Text abstract generating method of variation generation decoder based on copying mechanism

Technical Field

The invention relates to the technical field of natural language processing, in particular to a text abstract generating method of a variation generation decoder based on a copying mechanism.

Background

The automatic summarization goal is to generate a concise summary from a specified piece of text. The method for realizing the method mainly comprises two methods: an extraction formula and a generation formula. The extraction type automatic abstract mainly extracts sentences or phrases from the original text as an abstract; the generative automatic abstract is to regenerate a new sentence which is not in the original text as an abstract.

Conventional neural network generative text summarization methods are generally attention-based sequence-to-sequence methods. The method can extract shallow semantic information and generate simple abstract from the original text. But the generated abstract often contains repeated words, and the potential structural information contained in the abstract is often ignored when the abstract is generated, so that the quality of the generated abstract is greatly limited.

Disclosure of Invention

The invention provides a text abstract generating method of a variation generation decoder based on a copying mechanism, which can realize the generation of a text abstract with clear sentence structure and accurate content.
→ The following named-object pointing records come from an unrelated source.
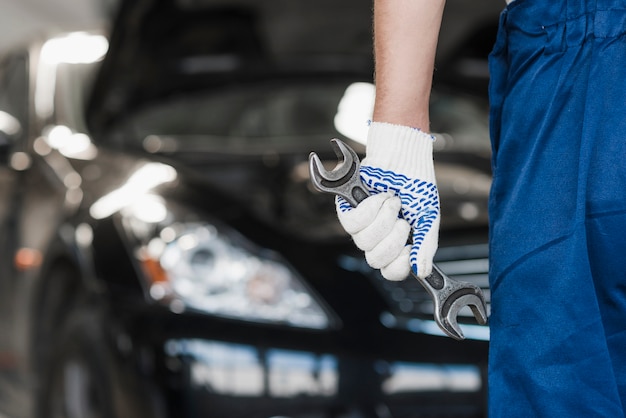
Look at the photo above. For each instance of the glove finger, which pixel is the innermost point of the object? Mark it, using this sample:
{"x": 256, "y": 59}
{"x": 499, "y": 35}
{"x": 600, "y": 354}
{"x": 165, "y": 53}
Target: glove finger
{"x": 423, "y": 253}
{"x": 354, "y": 220}
{"x": 382, "y": 225}
{"x": 399, "y": 268}
{"x": 390, "y": 246}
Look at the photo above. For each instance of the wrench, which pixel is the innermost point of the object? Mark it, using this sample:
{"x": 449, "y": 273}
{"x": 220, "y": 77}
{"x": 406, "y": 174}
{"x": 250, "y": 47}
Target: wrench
{"x": 449, "y": 296}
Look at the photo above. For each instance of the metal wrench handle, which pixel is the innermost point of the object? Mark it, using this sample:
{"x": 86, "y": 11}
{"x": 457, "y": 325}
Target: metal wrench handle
{"x": 449, "y": 296}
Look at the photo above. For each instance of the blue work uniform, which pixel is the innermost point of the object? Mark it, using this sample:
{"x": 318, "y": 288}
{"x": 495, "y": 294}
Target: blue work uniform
{"x": 558, "y": 210}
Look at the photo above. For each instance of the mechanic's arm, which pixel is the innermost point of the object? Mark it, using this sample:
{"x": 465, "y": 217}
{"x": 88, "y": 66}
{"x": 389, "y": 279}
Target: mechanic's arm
{"x": 398, "y": 167}
{"x": 405, "y": 40}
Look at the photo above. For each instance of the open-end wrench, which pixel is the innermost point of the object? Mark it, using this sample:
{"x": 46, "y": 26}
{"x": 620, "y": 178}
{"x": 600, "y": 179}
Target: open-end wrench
{"x": 449, "y": 296}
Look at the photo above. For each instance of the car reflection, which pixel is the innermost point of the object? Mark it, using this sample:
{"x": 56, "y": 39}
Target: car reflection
{"x": 244, "y": 370}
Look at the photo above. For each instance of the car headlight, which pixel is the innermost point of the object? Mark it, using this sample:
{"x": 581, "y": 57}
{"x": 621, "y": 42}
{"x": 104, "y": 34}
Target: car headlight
{"x": 215, "y": 270}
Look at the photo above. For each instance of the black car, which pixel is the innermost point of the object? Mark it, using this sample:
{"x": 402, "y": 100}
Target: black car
{"x": 162, "y": 252}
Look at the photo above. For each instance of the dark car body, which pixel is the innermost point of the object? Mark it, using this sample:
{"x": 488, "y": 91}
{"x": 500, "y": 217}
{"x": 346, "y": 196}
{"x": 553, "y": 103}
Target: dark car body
{"x": 162, "y": 251}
In order to achieve the technical effects, the technical scheme of the invention is as follows:

a text abstract generating method of a variation generation decoder based on a copying mechanism comprises the following steps:

s1: mapping the input text content into a semantic sequence by encoding;

s2: decoding the semantic sequence obtained in the step S1;

s3: optimizing the decoded output of step S2 results in a text summary of the input text.

Further, the specific process of step S1 is:

inputting text content X ═ { X ═ X₁,x₂,...,x_TMapping the word vector into a corresponding word vector, and sending the word vector as input into a bidirectional gate control circulation unit GRU of an encoder for encoding to obtain the hidden layer state of the input text in an encoding stage, wherein the bidirectional gate control circulation unit GRU comprises a forward direction-backward direction and a backward direction-forward direction for encoding, and the forward direction-backward direction is formed by x₁To x_T(ii) a Backward-forward is formed by x_TTo x₁The resulting hidden layer states are as follows:

and connecting the hidden layer states in two directions to obtain the hidden layer state of the input text in the encoding stage:

further, the decoding process in step S2 includes potential sentence structure information modeling based on VAE and replication information modeling based on replication mechanism, wherein the potential sentence structure information modeling based on VAE is:

the hidden layer state of the decoding stage is calculated by two layers of GRUs, the first layer hidden layer state

The calculation method of (c) is as follows:

wherein, y_t-1Is the output of the last moment in time,

is the first layer hidden layer state at the previous moment;

using the first layer hidden layer state at the current time

And all hidden layer states of the encoding stage

To calculate an attention weight distribution, a context semantic vector c_tWeighted sum of hidden layer states representing input text content, attention weight a_tiThe calculation method is as follows:

wherein, the weight of the attention mechanism is used for measuring the relevance of the output at the time t and the content in the text,

and

is a weight matrix; b_aIs an offset;

second layer hidden layer state

The attention mechanism is introduced into the decoding stage, so c is_tAdding into

In the calculation of (2):

wherein, y_t-1Is the output of the last moment in time,

is the second layer hidden layer state at the previous time.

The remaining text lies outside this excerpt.